What's next: Landing recently launched a lower-priced "Standby" membership.
- Standby members have access to the same fully furnished listings (except in New York and California, where short-term rentals are restricted).
- Yes, but: The apartments they're occupying remain available for standard Landing members to book.
- If a standard member wants their apartment, Standby members get three days' notice to transfer to a different Landing apartment at no additional cost.
- If Standby members opt to move to another home, they can also give three days' notice, but they'll have to pay a $150 cleaning fee.
What they're saying: "We wanted to experience a lot of new places and not be locked into a six-month contract," said consultant Allison Lawrence, a Standby renter whose current one-bedroom apartment overlooks downtown Austin, Texas.
- Her unit would typically go for $2,500 to $3,500, she told Axios. "It's definitely a steal."
- After nearly two months, she and her husband recently got their first "bump" notice, but were lucky to get two weeks' notice. They plan to move to another unit in Austin, but are eyeing New Orleans in the future.
Another Standby renter, Ulysses Solis, is an avid skier who has stayed in several homes in Salt Lake City this winter. He's been bumped every couple of weeks.

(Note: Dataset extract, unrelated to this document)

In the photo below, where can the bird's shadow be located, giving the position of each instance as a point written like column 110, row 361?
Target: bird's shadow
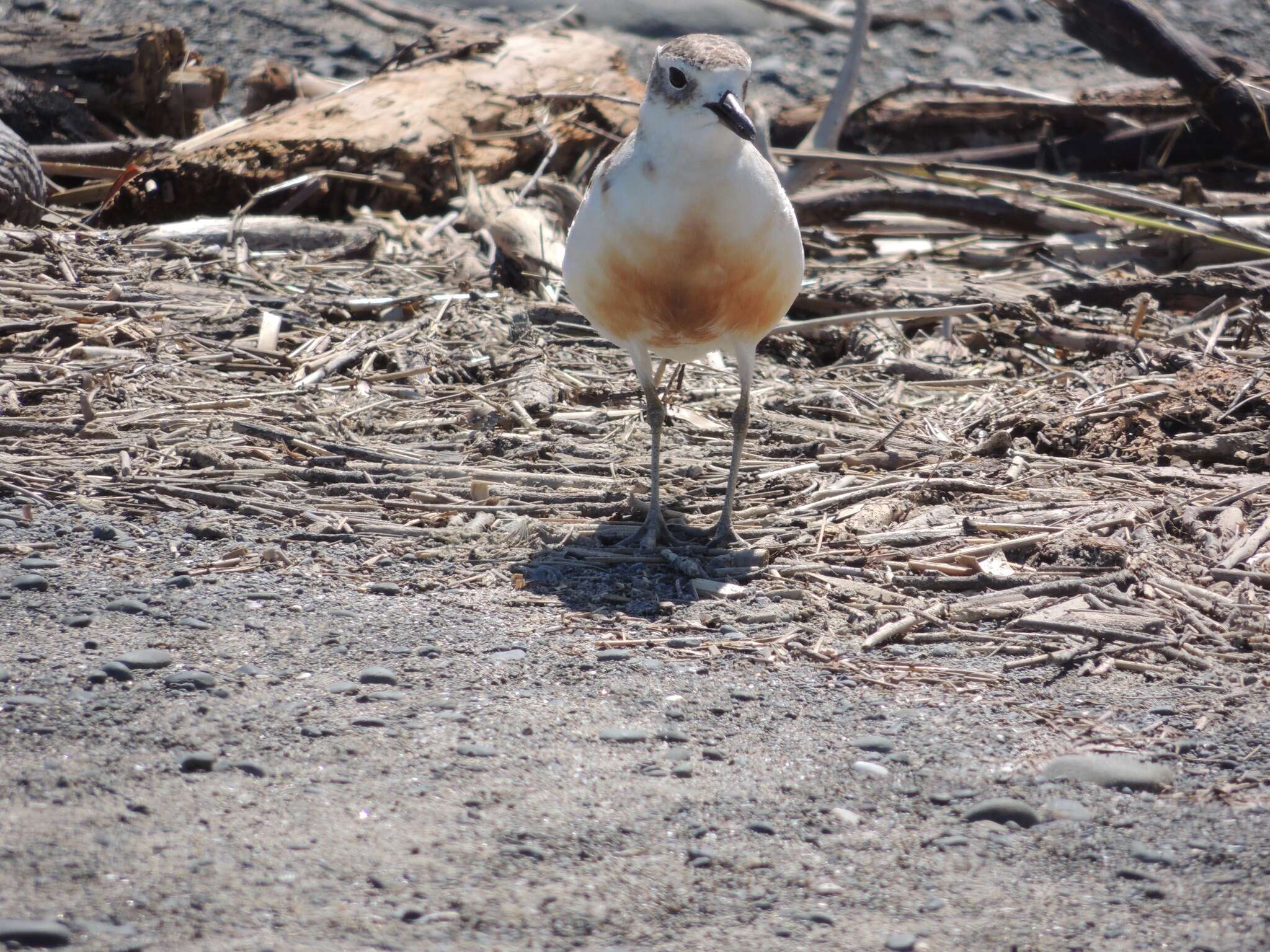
column 597, row 573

- It's cheaper than staying in a hotel that costs $300 to $400 per night, he said. "Even if I stay just three or four days, it pays for itself," he tells Axios.
- His pro tip: Pack lightly and don't shop for groceries at Costco.
The backstory: Landing was founded in 2019 by Bill Smith, who was frustrated by the time-consuming hassle and cost of finding a place to live while he was working temporarily in San Francisco.
- "Every other transaction had moved online, whether it's transportation, getting groceries and even car buying. But home living hadn't changed," he told Axios.
- So Smith, who sold his last company, Shipt, to Target for $550 million, decided to create a subscription service for all-inclusive, flexible living.
The big picture: Nearly 19 million Americans are planning to relocate due to flexible work arrangements.
- But inflation is a burden. The average renter currently spends over 36% of their gross income on housing.
💬 Joann's thought bubble: Having recently paid Airbnb $4,500 to rent a small cottage in central Florida for three weeks, I might be willing to try standby living someplace else.
- After all, flexibility is what being a digital nomad is all about, right?